We haven’t talked much in the past couple hours.
An Army nurse patched me up—checked me over for cuts and scraps and the whole deal—and then I was debriefed. At least, that’s what somebody called it—debriefing—where I told what had happened a couple times and then looked at some pictures and confirmed Veronika and Grigory from those pictures. Then finally my dad said it was time to go and so we left.
Parking in one of the empty spots in front of the condo, my father shuts off the car and then just sits there.
I sit there, too.
The engine ticks.
Finally my father says, “So. We’re not going to tell your mother about what happened, are we?”
I take it as a question, but maybe it’s not. Maybe my father is telling me that we’re not going to tell my mother about what happened. Which, frankly, is fine with me. The less I have to relive the past twelve hours, the better.

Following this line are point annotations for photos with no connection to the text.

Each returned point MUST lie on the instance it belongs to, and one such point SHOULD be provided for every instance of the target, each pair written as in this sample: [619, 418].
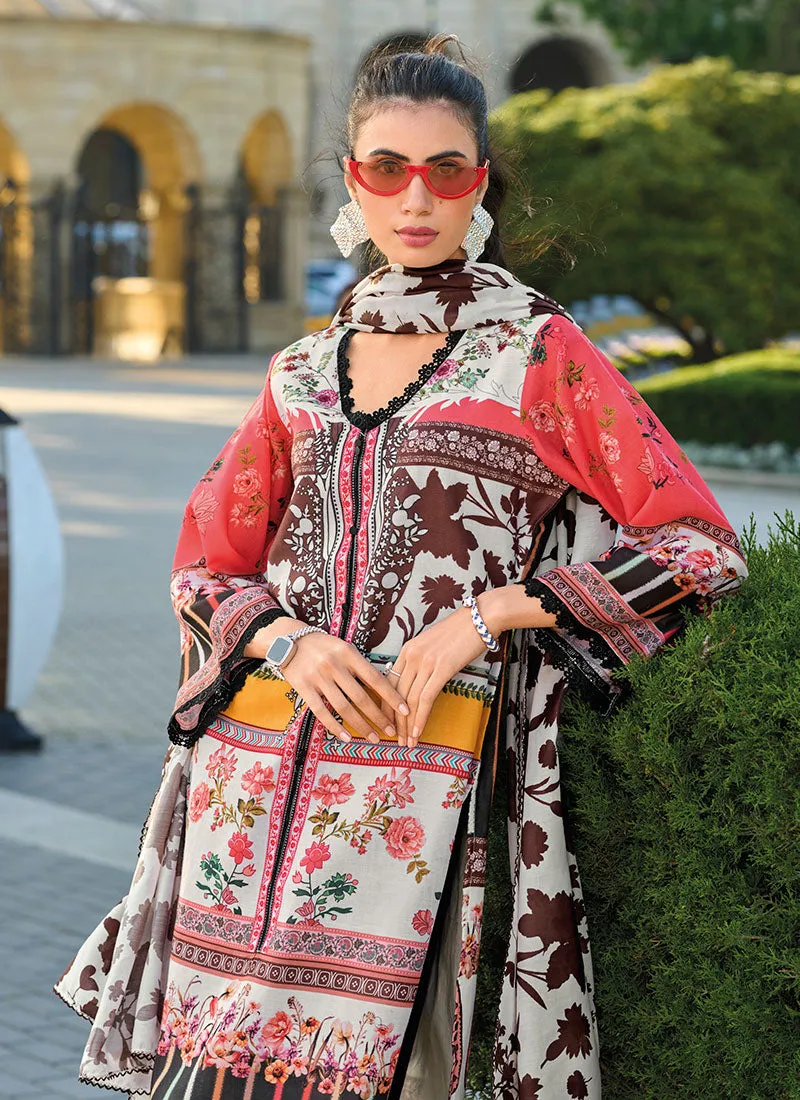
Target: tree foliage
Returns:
[759, 34]
[682, 189]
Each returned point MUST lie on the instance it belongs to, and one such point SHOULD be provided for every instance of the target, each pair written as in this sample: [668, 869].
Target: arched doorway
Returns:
[128, 241]
[557, 63]
[15, 243]
[269, 224]
[265, 169]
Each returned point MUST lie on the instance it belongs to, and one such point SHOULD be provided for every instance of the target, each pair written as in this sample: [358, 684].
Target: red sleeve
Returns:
[675, 546]
[218, 586]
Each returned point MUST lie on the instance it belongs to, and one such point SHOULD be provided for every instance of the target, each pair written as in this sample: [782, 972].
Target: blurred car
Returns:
[325, 282]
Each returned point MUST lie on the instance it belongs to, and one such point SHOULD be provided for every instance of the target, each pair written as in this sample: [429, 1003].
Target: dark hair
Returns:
[426, 76]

When I don’t answer, my father says, “Holly?”
I blink. Look at him. He’s my father but somehow he’s not. He’s like a familiar stranger whose name I remember but that’s it.
“I’m sorry about what happened to you. I”—he pauses, takes a breath—“I never wanted you or your sister to ever become collateral damage in my work.”
“Your work,” I murmur. Then, louder: “Your work. Just what the hell do you do?”